= Jacob ben David ben Yom Tov =

Medieval Spanish astronomer

Jacob ben David ben Yom Tov (also Yomtob or Jomtob or Bonjourn or Bonet), also known as ha-Poel (or Fu'al), was a Catalan Jewish astronomer and astrologer. He lived, probably at Perpignan, in southern France in the fourteenth century.

He was the author of astronomical tables prepared at Perpignan in 1361. These tables, still extant in manuscript (Bibliothèque Nationale, Paris, MS. No. 10,901; Adolf Neubauer, "Cat. Bodl. Hebr. MSS." No. 2072, 2), enjoyed a great reputation. They were translated into Latin in the fifteenth century, and were the subject of many Hebrew commentaries, among which was one written by Joseph ben Saul Ḳimḥi (MS Casanatense 3155) (Note: Misprinted in Renan as "I, V, I, 7 de la bibliotheque Casanatensis in Rome", which Breuer further confused as "Vatican MSS Nos. i., v., 1, 7". The true manuscript is MS Casanatense I.V.13 or 3155. See G. Sacerdote, Catalogo dei codici ebraici della Biblioteca Casanatense, pp. 635-638 no. 204.).

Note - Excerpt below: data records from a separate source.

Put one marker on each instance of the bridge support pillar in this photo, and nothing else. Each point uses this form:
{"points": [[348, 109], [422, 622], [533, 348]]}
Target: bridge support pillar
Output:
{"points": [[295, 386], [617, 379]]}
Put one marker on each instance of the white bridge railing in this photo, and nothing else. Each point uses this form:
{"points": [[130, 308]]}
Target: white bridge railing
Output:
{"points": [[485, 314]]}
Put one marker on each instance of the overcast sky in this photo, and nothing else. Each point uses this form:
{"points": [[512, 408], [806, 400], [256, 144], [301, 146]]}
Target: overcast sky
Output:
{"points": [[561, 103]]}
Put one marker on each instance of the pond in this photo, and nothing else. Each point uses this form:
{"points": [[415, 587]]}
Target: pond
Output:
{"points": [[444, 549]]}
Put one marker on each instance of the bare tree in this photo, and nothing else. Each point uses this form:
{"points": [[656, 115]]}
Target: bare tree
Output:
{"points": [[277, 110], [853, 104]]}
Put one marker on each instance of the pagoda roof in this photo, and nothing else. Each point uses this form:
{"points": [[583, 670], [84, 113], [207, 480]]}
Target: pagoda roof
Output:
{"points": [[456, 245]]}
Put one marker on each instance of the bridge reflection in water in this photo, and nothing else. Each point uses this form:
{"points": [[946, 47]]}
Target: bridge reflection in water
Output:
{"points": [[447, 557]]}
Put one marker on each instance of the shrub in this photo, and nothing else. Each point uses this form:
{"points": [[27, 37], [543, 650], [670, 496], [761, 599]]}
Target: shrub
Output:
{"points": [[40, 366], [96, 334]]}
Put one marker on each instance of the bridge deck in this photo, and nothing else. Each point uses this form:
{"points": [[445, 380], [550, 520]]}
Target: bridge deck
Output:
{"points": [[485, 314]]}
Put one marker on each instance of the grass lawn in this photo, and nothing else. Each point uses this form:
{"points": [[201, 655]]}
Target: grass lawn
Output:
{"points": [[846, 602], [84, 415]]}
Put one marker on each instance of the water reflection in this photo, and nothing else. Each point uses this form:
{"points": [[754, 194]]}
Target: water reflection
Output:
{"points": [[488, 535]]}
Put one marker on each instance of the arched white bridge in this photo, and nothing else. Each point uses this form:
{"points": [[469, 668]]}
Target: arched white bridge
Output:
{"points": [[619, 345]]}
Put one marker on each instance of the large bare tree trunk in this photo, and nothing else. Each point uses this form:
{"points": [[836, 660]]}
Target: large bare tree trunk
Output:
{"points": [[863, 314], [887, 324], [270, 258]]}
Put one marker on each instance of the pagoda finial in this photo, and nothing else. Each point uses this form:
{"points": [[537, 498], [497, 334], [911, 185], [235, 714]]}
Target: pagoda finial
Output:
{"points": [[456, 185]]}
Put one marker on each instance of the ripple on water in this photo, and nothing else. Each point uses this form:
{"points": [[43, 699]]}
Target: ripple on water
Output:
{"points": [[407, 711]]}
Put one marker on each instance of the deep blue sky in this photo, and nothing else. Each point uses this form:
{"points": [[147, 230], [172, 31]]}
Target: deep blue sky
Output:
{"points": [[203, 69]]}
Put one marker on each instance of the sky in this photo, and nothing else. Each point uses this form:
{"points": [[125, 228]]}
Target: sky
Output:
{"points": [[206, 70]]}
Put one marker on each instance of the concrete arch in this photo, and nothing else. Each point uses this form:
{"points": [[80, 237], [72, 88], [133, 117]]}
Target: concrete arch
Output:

Many manuscripts of these tables were retranslated from Latin into Hebrew.

His father David ben Yom-Tov, also called David Bongoron, was identified in the past with the Portuguese Jewish philosopher David ben Yom-Tov ibn Bilia by some scholars, including the nineteenth century scholar Moritz Steinschneider. However the two are now believed to have been separate individuals.